Se exhibe a la entrada del templo de Nuestra Señora de San Juan de los Lagos, en la colonia El Tezontle, de Pachuca, de donde es oriundo el exfundador y líder de Los Zetas.

La familia del capo, presuntamente acaecido en un enfrentamiento con infantes de la Marina el 7 de octubre de 2012, convocó a una homilía por el quinto año luctuoso de quien –dice el cartel que muestra el rostro de El Lazca–, es “el benefactor” de esta iglesia, por la cual la Procuraduría General de la República (PGR) inició, en 2010, la averiguación previa AP/PGR/PACH/I-V/752/2010, por su posible construcción con recursos del narcotráfico.

El rótulo, colocado afuera del recinto religioso en el que se reza por el descanso eterno de El Verdugo, cita que “por su gentil asistencia (a las oraciones post mortem) la familia queda eternamente agradecida”.

El ritual de rezos se repite anualmente pese a que, después del robo de la carroza fúnebre en Progreso, Coahuila –donde fue supuestamente abatido–, los restos del Z-3 no fueron depositados en el mausoleo de la familia Lazcano, dentro del panteón ejidal San Francisco, en El Tezontle, donde reposa, detrás del vitral, una tumba –construida por el propio capo– sin cuerpo, vacía.
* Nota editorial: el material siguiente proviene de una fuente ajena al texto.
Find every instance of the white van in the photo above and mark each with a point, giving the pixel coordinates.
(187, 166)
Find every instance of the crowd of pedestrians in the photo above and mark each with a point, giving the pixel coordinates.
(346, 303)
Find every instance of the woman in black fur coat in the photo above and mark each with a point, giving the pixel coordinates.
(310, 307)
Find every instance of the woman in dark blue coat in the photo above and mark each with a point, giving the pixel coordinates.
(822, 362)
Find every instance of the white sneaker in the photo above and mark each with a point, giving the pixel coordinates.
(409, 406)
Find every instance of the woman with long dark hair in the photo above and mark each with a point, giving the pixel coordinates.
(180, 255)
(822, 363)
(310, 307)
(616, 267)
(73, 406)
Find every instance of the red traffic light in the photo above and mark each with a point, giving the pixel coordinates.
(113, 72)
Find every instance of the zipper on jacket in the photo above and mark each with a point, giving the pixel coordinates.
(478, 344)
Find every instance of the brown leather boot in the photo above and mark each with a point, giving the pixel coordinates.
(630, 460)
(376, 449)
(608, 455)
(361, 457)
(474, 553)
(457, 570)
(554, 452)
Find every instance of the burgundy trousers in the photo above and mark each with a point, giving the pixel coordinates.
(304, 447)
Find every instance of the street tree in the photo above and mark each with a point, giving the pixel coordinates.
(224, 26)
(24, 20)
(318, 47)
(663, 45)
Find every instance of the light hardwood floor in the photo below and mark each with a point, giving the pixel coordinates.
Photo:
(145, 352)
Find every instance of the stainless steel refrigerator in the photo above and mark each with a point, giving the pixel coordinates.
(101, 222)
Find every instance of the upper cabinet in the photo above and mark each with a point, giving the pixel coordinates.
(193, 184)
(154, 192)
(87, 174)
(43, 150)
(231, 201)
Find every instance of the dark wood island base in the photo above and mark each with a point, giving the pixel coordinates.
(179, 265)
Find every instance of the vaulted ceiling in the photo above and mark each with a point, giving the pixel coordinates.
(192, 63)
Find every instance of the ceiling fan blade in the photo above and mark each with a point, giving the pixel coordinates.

Aunque los deudos del jefe del narco, que alcanzó el grado de cabo de infantería en el Ejército Mexicano, atribuyen a éste la dádiva para erigir el oratorio, la PGR confirmó a La Silla Rota que siete años después de iniciar la averiguación –con los indicios que posee–”no se desprenden elementos suficientes que permitan resolverla en definitiva”; es decir, atribuir su construcción a una narcolimosna del fundador de Los Zetas.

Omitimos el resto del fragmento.